Research has shown lasting effects from childhood trauma, including substance use, mood disorders and risky…
Childhood Trauma: How Your Past Harms Your Present
Those with a history of childhood trauma — things such as sexual, physical and emotional abuse, neglect and early separation from caregivers — don’t need to be told that it leaves marks. But just how far-reaching those effects can be is becoming increasingly clear, thanks to a growing body of research.
Among some of the discoveries:
- A 2015 King’s College London study found that childhood trauma can cause long-term changes in the body’s immune function, making the person more vulnerable to a variety of ailments as they age. These can include chronic health conditions such as cardiovascular disease, lung disease, arthritis and cancer, as well as mental health issues such as depression, anxiety, post-traumatic stress disorder and psychosis.
- Childhood trauma and childhood abuse have been linked to an increased risk of addiction, as the person turns to drugs or alcohol to try to self-medicate away painful feelings or, in some cases, to feel something. An estimated two-thirds of those who get treatment for substance use disorders, in fact, report childhood histories of emotional, sexual or physical abuse, research Childhood trauma has been linked to food addiction as well, especially in women.
- A 2016 University of Michigan study found a link between childhood trauma and problems making those quick “go or don’t go” decisions that are part of everyday life and so crucial in emergencies. And when decisions are made, they tend to be more impulsive and less accurate. Though the study’s researchers had initially looked to see if those with bipolar disorder had problems with impulse control, they found instead that a troubled childhood was actually the common thread.
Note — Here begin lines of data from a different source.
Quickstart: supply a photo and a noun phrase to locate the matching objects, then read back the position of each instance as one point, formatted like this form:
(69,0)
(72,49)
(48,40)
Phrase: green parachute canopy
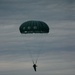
(34,27)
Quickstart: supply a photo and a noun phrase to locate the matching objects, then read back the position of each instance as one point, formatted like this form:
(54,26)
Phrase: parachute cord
(30,54)
(39,52)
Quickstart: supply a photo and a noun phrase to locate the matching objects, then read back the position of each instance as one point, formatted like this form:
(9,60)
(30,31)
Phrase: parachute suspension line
(30,54)
(38,55)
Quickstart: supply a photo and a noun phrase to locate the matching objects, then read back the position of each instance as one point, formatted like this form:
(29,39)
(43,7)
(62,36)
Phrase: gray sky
(57,48)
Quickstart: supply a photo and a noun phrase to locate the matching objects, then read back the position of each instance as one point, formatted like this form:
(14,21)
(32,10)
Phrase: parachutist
(34,66)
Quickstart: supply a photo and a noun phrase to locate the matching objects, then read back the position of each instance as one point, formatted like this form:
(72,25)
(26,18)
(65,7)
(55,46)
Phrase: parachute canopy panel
(34,27)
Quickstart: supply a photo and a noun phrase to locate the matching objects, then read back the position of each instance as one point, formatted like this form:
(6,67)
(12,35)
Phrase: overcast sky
(57,55)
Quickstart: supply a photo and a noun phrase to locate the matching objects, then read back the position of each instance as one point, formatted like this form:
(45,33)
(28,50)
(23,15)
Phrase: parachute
(33,26)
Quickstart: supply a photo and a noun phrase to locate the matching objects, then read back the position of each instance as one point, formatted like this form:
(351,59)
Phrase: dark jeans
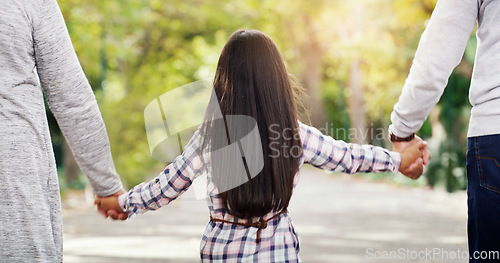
(483,190)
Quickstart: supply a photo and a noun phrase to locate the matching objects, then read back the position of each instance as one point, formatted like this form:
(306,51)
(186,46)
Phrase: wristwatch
(395,138)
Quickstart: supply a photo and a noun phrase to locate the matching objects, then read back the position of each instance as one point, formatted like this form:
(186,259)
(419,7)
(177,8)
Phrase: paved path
(338,219)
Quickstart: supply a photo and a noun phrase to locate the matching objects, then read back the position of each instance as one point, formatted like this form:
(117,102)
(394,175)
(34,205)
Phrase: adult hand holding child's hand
(108,206)
(414,155)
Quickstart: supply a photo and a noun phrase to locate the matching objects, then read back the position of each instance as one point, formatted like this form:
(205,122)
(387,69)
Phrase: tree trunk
(357,114)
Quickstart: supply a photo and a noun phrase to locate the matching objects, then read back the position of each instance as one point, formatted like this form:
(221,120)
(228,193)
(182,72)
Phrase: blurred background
(351,57)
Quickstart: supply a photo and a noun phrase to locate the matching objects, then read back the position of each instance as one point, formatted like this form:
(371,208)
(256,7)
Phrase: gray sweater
(33,35)
(440,50)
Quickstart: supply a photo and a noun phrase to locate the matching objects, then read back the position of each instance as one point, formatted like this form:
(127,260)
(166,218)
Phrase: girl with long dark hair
(257,123)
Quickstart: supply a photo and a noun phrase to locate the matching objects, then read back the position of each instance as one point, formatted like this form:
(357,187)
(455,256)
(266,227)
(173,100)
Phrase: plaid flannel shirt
(233,243)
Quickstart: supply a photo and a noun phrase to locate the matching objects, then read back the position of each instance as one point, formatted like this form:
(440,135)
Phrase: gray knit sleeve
(71,99)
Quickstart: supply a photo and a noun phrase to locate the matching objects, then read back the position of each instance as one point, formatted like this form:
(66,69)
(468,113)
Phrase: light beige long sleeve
(440,50)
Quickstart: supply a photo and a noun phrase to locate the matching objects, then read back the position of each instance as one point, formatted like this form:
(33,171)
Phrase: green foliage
(133,51)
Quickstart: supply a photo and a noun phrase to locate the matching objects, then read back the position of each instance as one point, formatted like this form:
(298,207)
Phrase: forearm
(440,50)
(71,99)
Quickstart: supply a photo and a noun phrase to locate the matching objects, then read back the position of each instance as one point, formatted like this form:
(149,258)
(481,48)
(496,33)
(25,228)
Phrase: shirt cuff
(396,161)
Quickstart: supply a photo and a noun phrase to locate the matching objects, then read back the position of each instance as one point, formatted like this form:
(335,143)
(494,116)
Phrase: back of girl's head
(252,80)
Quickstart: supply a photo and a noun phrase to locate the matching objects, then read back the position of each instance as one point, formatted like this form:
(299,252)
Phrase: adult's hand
(415,170)
(115,215)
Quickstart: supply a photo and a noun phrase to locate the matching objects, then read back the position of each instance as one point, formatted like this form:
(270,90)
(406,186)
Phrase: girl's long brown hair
(251,80)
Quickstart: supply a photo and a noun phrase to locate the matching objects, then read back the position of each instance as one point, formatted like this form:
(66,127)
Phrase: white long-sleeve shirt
(440,50)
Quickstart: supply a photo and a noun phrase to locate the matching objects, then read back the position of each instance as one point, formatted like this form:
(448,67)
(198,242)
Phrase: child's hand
(108,203)
(412,155)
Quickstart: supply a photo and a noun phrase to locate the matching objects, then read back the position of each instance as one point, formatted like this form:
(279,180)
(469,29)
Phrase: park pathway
(339,218)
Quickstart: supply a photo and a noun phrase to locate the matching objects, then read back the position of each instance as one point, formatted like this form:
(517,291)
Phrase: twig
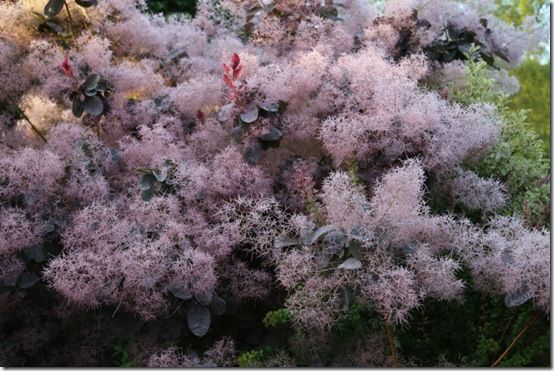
(516,339)
(69,20)
(391,343)
(116,309)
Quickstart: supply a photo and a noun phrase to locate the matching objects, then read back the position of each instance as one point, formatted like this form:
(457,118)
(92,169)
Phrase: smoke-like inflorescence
(297,154)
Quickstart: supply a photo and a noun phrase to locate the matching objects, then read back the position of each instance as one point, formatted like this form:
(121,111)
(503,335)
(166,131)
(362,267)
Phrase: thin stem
(20,111)
(388,329)
(516,339)
(69,20)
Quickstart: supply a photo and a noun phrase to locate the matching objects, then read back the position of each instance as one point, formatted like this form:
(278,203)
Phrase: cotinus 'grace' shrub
(167,184)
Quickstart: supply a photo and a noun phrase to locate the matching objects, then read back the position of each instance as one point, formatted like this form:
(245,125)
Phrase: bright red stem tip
(237,73)
(228,82)
(200,115)
(226,69)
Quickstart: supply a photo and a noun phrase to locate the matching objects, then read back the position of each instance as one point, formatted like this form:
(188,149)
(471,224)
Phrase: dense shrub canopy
(179,190)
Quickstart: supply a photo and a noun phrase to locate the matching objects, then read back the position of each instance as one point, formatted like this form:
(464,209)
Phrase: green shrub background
(475,331)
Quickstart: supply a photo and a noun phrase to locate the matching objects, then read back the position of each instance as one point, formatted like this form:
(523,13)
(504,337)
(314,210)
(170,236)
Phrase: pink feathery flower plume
(66,67)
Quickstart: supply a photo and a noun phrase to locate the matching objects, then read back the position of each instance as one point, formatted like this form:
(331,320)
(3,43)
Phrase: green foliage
(518,159)
(515,11)
(255,358)
(534,95)
(277,317)
(519,163)
(474,332)
(172,6)
(478,85)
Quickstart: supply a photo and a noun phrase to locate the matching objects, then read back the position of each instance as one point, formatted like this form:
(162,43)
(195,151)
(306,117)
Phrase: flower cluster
(328,169)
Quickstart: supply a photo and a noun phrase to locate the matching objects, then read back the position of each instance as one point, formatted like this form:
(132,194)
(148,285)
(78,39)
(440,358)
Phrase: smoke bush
(163,173)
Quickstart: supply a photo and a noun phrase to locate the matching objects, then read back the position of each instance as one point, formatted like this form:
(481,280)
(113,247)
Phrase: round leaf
(147,181)
(270,107)
(350,264)
(274,135)
(177,54)
(250,114)
(147,195)
(218,306)
(77,107)
(199,320)
(91,82)
(161,175)
(53,7)
(284,241)
(320,232)
(86,3)
(204,298)
(179,292)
To those with trauma in their past, findings such as these come together to form a deeply discouraging picture. But it’s not all bad news: Each discovery of the mechanisms behind trauma helps us refine strategies to deal with it and takes us closer to developing new treatments. The more we know, in short, the more we know about how to overcome it.
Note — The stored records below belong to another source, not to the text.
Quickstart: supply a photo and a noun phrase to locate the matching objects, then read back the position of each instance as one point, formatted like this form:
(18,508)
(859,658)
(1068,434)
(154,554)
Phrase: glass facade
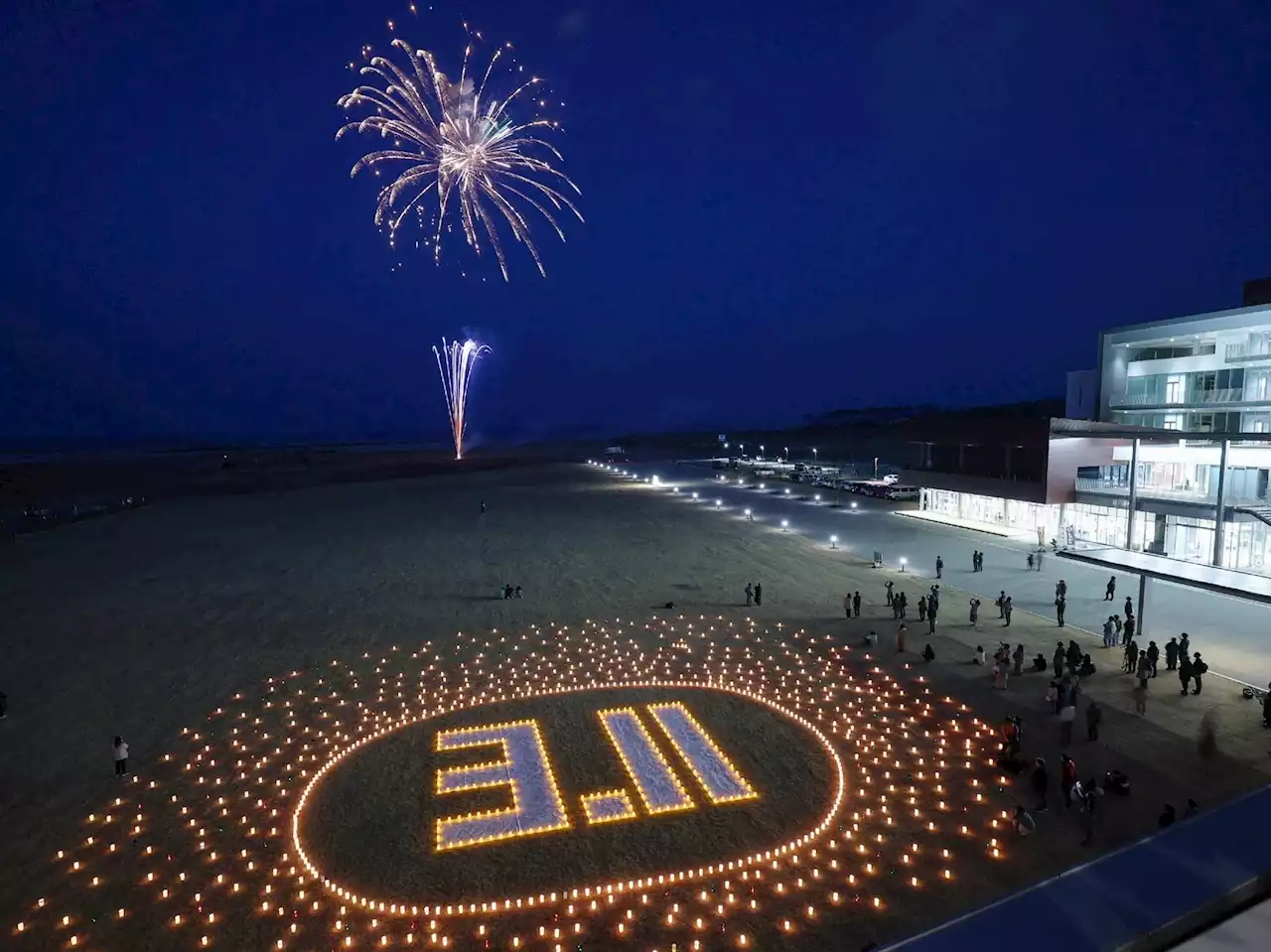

The King’s College researchers, for example, hope their research will help lead to the creation of tailored medications that can decrease the trauma-induced inflammation that appears linked to illness. And all of the studies point out an important reality: Treatments are currently available that can be highly effective, and the sooner childhood trauma is addressed, the less power it has to continue harming us.
There’s no single answer for how to overcome a troubled past. Trauma affects each person differently and to different degrees, and each will respond differently to treatment. But among the many effective approaches now being used are:
- Cognitive behavioral therapy (CBT): This form of psychotherapy helps the person explore their thinking and recognize self-destructive patterns such as over-generalizing, catastrophizing (assuming the worst) and minimizing the good and obsessing about the bad. For some, the result is a dramatic change in emotional state and quality of life.
- Dialectical behavior therapy (DBT): It’s similar to CBT but focuses on helping the person understand that while their emotions are valid, these feelings may have led them to create counter-productive coping mechanisms, and healthier responses can be developed.
- Somatic Experiencing: This therapeutic technique is based on the premise that trauma that is “un-discharged” can cause a person to be either stuck in a state of anxiety and hypervigilance or in fatigue and disconnection. With Somatic Experiencing, the person works through the trauma but does not need to relive it or even share details of it with the clinician. To those disturbed by the thought of revisiting the past, this is an important plus.
- Neurofeedback: With this technique, the person essentially learns how to exert control over certain brainwaves, which can help with a variety of issues, including disordered thinking, anxiety and depression. It’s a noninvasive procedure in which the patient is hooked up to electrodes that allow them to monitor their brain activity and learn to influence it in positive ways.
- Medication can also help deal with the issues that grow from trauma, such as depression and anxiety.
Sometimes these treatments are used solo and sometimes in combination, but they represent just a few of the items on a broad and constantly growing menu of options for those working to put the past in the past.
A Silver Lining
Along with the multiple studies highlighting the negative effects of childhood trauma, there is also research that offers encouragement. A 2011 study published in an Association for Psychological Science (APS) journal noted that the old adage “what doesn’t kill you makes you stronger” may be true, in a certain sense. People who go through tough times have a chance to develop the ability to cope, unlike those who have never known distress, the study revealed. In the long run, that can make the person more resilient.
That’s not to say trauma should be in any way sought out or minimized. “Negative events have negative effects,” said Mark D. Seery of the University of Buffalo, author of the research, in an interview with the APS. “I really look at this as being a silver lining. Just because something bad has happened to someone doesn’t mean they’re doomed to be damaged from that point on.”